Not only that, the feds took 57 mil from MI
in WIA dislocated worker funds. I have dislocated workers everywhere standing in line for job training money, and I am so short on it that I have to screw around writing for NEG grants.
Obama has so screwed over MI, I can't believe I voted for the SOB. He is saving GM by destroying American jobs and offshoring the work (jobs) to China, S. Korea, and Mexico with our tax payer money. But hey, what else could anyone expect from his WS boy, Geithner.
If I'm indicative of what's to come and I hope I am, MI won't be blue again for a long, long time. I totally blame Clinton, the Democrats and Obama for all of this mess.
Great diary mfm. I am going to print it and hand it out to our WIB.
don't just blast Dems
The problem is we have this sort of political elite, tied to the corporate oligarchy in both parties.
So, it's easy to just blame the party in power instead of the system itself, which needs fixing.
And of course expecting those who benefit from the system, expecting them to fix it...
well, what was that phrase about foxes in the hen house?
$57M from MI. It just seems like MI gets pooped on everytime! From the primary votes to jobs to Federal money it seems like their title should be the shit on state.

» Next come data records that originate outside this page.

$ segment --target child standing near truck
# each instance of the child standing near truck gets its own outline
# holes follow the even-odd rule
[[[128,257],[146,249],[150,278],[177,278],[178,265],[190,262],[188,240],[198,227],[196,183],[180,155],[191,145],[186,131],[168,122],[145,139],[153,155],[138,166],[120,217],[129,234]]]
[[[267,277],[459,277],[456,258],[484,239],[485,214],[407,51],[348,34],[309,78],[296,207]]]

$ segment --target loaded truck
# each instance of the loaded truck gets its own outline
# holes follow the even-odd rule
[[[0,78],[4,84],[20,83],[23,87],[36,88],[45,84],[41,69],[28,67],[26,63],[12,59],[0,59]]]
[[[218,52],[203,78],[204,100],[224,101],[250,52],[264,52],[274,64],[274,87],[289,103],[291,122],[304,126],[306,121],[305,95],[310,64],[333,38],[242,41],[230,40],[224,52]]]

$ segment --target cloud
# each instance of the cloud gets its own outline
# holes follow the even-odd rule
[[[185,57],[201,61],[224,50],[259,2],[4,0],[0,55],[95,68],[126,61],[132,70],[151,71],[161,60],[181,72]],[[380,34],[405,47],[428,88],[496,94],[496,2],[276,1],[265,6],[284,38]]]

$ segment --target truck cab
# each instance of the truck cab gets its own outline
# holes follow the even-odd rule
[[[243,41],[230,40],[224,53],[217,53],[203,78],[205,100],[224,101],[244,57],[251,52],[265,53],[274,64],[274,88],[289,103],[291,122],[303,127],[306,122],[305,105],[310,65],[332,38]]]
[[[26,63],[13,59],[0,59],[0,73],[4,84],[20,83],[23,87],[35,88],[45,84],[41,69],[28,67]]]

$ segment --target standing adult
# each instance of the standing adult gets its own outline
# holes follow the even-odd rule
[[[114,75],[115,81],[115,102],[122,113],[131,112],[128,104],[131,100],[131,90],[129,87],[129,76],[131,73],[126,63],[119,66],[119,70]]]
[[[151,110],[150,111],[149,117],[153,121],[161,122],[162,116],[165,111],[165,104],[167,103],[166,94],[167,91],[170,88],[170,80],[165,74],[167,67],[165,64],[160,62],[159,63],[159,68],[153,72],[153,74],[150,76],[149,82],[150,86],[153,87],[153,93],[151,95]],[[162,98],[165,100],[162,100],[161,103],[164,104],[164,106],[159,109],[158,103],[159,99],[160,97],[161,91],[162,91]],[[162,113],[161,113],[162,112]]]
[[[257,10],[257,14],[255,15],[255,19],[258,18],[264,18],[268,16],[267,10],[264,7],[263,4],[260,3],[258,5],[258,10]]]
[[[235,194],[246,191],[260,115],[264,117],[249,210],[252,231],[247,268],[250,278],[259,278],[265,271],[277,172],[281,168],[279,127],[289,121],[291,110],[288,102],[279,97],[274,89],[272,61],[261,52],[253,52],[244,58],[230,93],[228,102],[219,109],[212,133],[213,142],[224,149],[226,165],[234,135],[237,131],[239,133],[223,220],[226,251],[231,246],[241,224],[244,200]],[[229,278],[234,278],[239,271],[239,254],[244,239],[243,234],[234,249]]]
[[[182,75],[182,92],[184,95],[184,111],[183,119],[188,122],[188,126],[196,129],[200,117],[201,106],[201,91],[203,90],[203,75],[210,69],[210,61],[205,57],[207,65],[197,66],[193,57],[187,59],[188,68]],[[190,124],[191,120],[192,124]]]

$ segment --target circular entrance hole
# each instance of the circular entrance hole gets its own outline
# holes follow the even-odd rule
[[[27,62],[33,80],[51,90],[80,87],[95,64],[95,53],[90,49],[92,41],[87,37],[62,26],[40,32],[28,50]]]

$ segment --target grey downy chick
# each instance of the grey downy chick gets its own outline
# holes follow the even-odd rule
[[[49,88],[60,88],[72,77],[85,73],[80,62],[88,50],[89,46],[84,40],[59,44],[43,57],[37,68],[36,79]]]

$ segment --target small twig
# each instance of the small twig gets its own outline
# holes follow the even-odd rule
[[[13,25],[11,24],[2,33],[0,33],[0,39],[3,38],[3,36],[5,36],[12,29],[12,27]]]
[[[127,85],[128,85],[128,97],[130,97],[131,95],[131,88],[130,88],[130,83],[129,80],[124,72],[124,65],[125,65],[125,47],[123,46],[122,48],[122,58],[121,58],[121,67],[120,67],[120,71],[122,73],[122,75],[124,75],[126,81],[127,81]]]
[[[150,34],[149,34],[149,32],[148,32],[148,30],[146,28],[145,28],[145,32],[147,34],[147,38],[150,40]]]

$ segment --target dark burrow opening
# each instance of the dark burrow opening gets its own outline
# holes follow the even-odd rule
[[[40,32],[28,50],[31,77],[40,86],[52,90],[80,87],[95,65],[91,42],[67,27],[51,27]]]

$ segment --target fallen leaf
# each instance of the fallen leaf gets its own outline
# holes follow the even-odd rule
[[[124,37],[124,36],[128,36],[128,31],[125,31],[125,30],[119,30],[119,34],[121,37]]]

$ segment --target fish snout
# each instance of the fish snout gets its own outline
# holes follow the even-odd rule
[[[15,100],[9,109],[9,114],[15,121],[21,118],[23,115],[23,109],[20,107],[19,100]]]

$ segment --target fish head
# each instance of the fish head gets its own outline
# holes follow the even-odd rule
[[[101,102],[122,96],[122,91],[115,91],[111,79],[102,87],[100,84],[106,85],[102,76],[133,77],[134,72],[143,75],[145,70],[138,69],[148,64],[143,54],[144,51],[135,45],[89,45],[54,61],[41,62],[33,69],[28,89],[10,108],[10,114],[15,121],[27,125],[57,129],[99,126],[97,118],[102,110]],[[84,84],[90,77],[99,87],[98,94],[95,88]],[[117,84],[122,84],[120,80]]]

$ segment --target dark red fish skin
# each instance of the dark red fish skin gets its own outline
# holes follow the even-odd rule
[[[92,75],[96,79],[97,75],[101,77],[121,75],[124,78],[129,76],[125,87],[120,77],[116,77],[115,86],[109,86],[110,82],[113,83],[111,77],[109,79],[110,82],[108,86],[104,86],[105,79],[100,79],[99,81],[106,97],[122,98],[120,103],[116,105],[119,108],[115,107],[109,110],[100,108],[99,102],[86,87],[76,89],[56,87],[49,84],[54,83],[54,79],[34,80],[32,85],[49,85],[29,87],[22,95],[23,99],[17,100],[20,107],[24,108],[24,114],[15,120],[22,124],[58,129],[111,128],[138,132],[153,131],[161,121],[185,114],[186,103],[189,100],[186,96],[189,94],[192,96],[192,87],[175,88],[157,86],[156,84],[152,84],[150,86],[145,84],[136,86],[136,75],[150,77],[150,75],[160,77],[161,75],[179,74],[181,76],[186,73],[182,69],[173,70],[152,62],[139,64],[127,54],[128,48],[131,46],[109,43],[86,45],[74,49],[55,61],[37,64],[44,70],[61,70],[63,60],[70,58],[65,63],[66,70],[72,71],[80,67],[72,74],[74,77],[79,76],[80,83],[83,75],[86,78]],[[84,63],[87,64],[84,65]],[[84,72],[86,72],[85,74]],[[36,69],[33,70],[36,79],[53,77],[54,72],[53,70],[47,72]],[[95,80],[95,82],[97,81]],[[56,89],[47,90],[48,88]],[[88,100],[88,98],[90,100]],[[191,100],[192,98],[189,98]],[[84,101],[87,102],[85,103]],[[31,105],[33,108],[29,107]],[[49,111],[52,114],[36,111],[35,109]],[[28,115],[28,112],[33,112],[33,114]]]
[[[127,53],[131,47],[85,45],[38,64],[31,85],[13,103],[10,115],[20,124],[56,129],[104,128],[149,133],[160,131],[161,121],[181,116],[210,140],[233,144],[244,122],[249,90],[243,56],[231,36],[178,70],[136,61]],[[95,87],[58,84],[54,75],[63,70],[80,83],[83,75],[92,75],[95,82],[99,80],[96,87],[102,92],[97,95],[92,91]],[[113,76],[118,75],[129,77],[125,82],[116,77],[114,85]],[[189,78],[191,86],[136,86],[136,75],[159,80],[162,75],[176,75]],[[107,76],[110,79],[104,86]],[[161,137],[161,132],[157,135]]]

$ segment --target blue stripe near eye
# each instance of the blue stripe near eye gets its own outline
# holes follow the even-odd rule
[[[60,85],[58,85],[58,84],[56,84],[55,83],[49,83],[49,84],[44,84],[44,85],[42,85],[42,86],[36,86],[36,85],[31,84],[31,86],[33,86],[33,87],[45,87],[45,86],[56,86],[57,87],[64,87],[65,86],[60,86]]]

Not just the party in power....
I expect Republicans to be greedy little swine trampling on each other at the feeder. I use to expect more from Democrats until Clinton and now Obama proved they are a part of the problem.
MI has also been a donor state for as long as I can remember. Working with unions and the autos, a controlled downsizing was taking place. It was balancing GM against the people it owed. Obama, to GM's glee I'm sure, just said hell and plowed on through straight to bankruptcy court.
If you need saving, think twice about calling him. Geithner has been calling all the shots.
YES WE CAN doesn't necessarily mean he will.
A full two months after you wrote this middle
is the MSM now reporting on what you researched.
Analysis: States Hit Hardest getting least Stimulus funds.
I swear, we need some $$$$ because come on, a full two months after you work this all out, for free and only then comes a MSM report and they don't even link over to this?
I used the USA
Today database to get numbers, so I think that the MSM was covering it.
Just not particularly well.
I still think that there is a huge problem.
I understand that the immediate concern was to get money into the system to kick start the economy. I just think that the money wasn't well targeted.
A targeted recovery that focused on putting those out of work back to work would be much more effective than an ad hoc cash dump into the economy.